The one overarching theme that I see, it’s not really technology anymore, but it may be more of a theme, is there are elements of artificial intelligence that I think are going to become more real. It’s been something that’s been badly overhyped for many decades; people in the ‘80s and ‘90s; and of course nothing of the sort happened. And I think still nothing of the sort is happening. It’s not going to happen probably for a very long time to come. But I think there certainly are elements of it that are getting better and better.
You have the robotic cars which they now have this contest of cars in Southern California. And they’re able to drive 200 miles across the desert guided by robots. Current trend is within five years they’ll be able to drive on city streets; and maybe 10 years from now it will be possible for people to have a robot drive them around in the car, which would obviously be very liberating for a lot of people who aren’t able to drive for whatever reason.

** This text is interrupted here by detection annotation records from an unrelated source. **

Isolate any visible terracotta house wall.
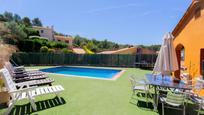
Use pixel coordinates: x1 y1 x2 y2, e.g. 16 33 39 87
174 0 204 77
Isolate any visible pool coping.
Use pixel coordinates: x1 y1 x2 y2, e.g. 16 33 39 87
38 66 126 81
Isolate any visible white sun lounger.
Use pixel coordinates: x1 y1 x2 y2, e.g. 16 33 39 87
0 68 64 115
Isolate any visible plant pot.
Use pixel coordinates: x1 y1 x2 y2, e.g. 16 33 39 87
0 90 10 104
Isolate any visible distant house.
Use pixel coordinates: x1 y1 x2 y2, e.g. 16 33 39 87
33 26 55 41
137 48 157 54
72 48 86 54
98 47 156 54
54 35 73 48
33 26 73 48
172 0 204 78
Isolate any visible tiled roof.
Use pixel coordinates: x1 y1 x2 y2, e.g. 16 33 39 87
72 48 86 54
54 35 73 40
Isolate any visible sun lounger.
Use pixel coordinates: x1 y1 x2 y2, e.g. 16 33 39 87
5 66 48 82
5 62 44 76
0 68 64 115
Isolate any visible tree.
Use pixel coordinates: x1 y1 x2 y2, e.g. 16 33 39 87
5 21 27 40
32 18 42 26
13 14 21 23
113 43 120 49
3 11 13 21
40 46 48 53
86 41 98 52
22 17 32 27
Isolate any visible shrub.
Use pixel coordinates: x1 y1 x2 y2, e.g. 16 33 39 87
40 46 48 53
49 42 68 49
61 48 74 54
48 48 55 53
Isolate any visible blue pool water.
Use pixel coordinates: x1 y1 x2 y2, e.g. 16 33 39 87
41 67 121 79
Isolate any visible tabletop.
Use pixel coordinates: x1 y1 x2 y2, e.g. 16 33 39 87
146 74 192 90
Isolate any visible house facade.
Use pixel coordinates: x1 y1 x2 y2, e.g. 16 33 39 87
33 26 73 48
33 26 55 41
172 0 204 79
99 47 156 55
54 35 73 48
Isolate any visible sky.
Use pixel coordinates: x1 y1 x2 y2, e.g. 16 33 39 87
0 0 192 45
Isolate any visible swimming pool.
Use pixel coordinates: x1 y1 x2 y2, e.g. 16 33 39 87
40 67 122 79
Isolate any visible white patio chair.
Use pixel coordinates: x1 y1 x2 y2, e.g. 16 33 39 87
0 68 64 115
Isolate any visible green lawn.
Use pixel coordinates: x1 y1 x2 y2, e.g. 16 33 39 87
0 67 158 115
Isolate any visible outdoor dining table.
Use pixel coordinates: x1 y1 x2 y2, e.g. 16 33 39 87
145 74 192 111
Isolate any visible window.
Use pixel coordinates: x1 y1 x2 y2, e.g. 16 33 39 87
40 30 44 33
181 48 185 61
195 7 201 19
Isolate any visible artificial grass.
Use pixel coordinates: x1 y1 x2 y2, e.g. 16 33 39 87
0 67 158 115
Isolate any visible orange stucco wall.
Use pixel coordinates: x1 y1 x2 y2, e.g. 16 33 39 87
174 0 204 77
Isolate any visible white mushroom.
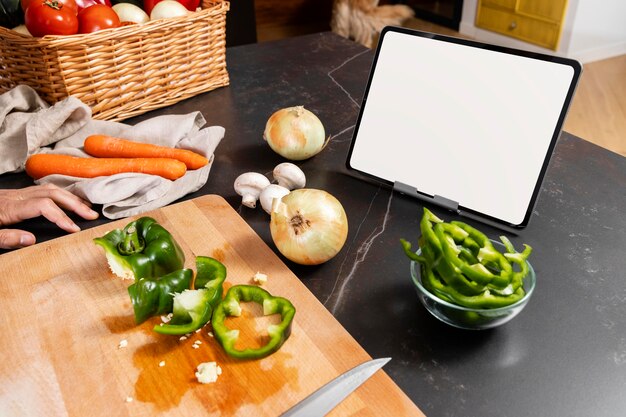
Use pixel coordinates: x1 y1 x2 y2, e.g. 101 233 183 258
273 162 306 190
259 184 290 214
230 172 270 208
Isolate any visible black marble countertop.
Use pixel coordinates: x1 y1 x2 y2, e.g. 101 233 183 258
0 33 626 417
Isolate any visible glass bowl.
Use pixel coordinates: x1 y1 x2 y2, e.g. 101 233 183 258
411 241 537 330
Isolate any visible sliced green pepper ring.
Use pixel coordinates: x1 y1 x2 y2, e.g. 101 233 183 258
211 285 296 359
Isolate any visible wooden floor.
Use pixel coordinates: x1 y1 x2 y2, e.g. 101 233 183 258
258 15 626 156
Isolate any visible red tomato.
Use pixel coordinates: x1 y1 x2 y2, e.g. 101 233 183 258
143 0 200 16
24 0 78 37
20 0 78 14
78 4 121 33
73 0 111 11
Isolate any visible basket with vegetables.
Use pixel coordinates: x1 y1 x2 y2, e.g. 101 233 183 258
0 0 230 120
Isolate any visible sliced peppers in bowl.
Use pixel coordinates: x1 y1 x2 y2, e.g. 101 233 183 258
401 208 536 329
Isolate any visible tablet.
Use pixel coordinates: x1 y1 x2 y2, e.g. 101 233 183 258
347 27 581 228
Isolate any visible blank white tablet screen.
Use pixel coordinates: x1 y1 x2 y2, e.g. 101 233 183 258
349 31 574 225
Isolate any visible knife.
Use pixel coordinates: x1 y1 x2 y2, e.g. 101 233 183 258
281 358 391 417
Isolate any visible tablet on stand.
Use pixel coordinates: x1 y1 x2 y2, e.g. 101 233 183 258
347 27 582 229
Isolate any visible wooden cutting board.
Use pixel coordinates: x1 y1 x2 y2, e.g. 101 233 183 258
0 196 423 417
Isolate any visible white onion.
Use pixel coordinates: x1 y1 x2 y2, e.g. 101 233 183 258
263 106 326 161
270 188 348 265
150 0 189 20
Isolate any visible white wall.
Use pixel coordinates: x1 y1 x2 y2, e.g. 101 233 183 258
459 0 626 63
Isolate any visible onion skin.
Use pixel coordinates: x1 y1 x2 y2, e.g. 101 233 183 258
263 106 326 161
270 188 348 265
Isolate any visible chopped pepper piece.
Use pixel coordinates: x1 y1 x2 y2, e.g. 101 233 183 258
94 217 185 279
212 285 296 359
128 269 193 324
153 256 226 335
400 208 532 308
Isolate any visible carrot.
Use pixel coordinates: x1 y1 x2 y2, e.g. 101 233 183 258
26 153 187 180
84 135 209 169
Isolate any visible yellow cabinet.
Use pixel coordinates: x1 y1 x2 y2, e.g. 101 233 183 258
476 0 567 50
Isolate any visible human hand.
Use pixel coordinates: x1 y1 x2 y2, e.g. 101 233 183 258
0 184 98 249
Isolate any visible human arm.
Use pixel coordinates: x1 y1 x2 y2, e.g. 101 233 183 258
0 184 98 249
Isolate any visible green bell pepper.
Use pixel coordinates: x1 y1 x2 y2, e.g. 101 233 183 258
153 256 226 335
400 208 532 308
211 285 296 359
128 269 193 324
94 217 185 279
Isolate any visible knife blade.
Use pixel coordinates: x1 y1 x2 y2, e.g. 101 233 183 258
281 358 391 417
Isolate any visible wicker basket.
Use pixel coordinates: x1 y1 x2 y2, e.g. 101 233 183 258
0 0 230 120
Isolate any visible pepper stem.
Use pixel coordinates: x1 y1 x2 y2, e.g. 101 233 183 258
117 225 146 255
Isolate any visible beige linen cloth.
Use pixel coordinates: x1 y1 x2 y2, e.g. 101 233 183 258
0 85 225 219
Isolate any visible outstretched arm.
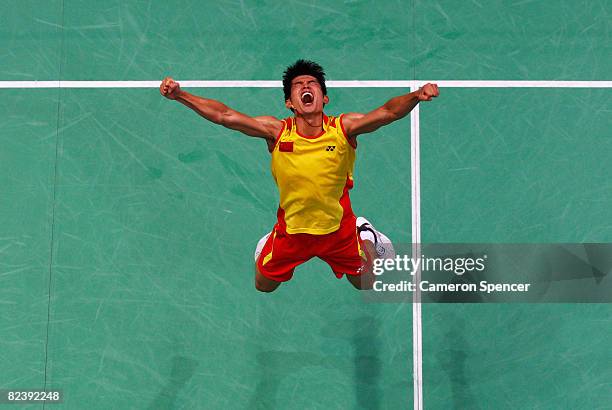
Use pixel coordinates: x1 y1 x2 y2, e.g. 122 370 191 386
342 83 440 138
159 77 283 141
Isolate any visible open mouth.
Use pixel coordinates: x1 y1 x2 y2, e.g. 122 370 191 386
302 91 314 104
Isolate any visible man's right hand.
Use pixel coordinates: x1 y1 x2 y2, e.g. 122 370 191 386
159 77 181 100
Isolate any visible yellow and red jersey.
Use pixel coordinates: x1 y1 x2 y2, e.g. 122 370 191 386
271 114 355 235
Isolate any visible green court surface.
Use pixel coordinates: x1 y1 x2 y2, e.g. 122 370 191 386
0 0 612 409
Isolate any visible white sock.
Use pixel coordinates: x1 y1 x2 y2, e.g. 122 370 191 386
253 232 272 262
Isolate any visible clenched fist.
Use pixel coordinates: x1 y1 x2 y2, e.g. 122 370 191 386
417 83 440 101
159 77 181 100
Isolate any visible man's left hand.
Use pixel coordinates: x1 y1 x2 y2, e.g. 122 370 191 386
417 83 440 101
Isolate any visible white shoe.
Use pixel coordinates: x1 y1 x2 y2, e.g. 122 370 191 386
356 216 395 259
253 232 272 262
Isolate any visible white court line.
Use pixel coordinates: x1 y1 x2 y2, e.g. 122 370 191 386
0 80 612 88
410 83 423 410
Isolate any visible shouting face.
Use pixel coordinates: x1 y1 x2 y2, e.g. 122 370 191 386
285 75 329 114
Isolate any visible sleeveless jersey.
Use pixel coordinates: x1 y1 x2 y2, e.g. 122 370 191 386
271 115 355 235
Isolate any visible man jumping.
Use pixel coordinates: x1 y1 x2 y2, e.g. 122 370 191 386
159 60 439 292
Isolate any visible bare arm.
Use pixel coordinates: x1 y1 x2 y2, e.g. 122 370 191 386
159 77 283 141
342 84 440 137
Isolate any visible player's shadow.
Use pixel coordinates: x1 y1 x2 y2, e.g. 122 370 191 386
249 316 381 410
148 356 198 410
436 316 479 409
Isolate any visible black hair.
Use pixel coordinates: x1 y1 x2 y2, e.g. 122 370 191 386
283 59 327 101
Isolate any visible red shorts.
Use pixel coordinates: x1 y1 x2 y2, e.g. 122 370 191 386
257 216 365 282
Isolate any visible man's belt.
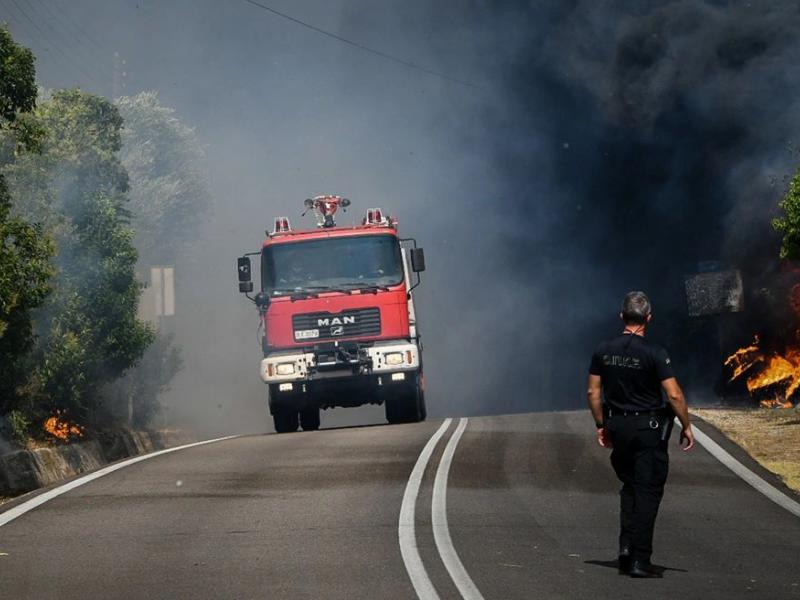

And so I think there are sort of elements of things that could be loosely grouped under AI that seem to be happening, and that people may be underestimating precisely because it has been overhyped for probably the last half century.
It is probably people’s time horizons are too short, so we’re too much of the incentives are skewed towards consumption and away from savings or investment. People don’t think about the future enough.
And the reality is life is really long, and it’s going to be a lot longer than people think. And the choices that we’re making today are going to be very important in whether these very long lives that we have every reason to look forward to will be, by and large, very happy or less happy.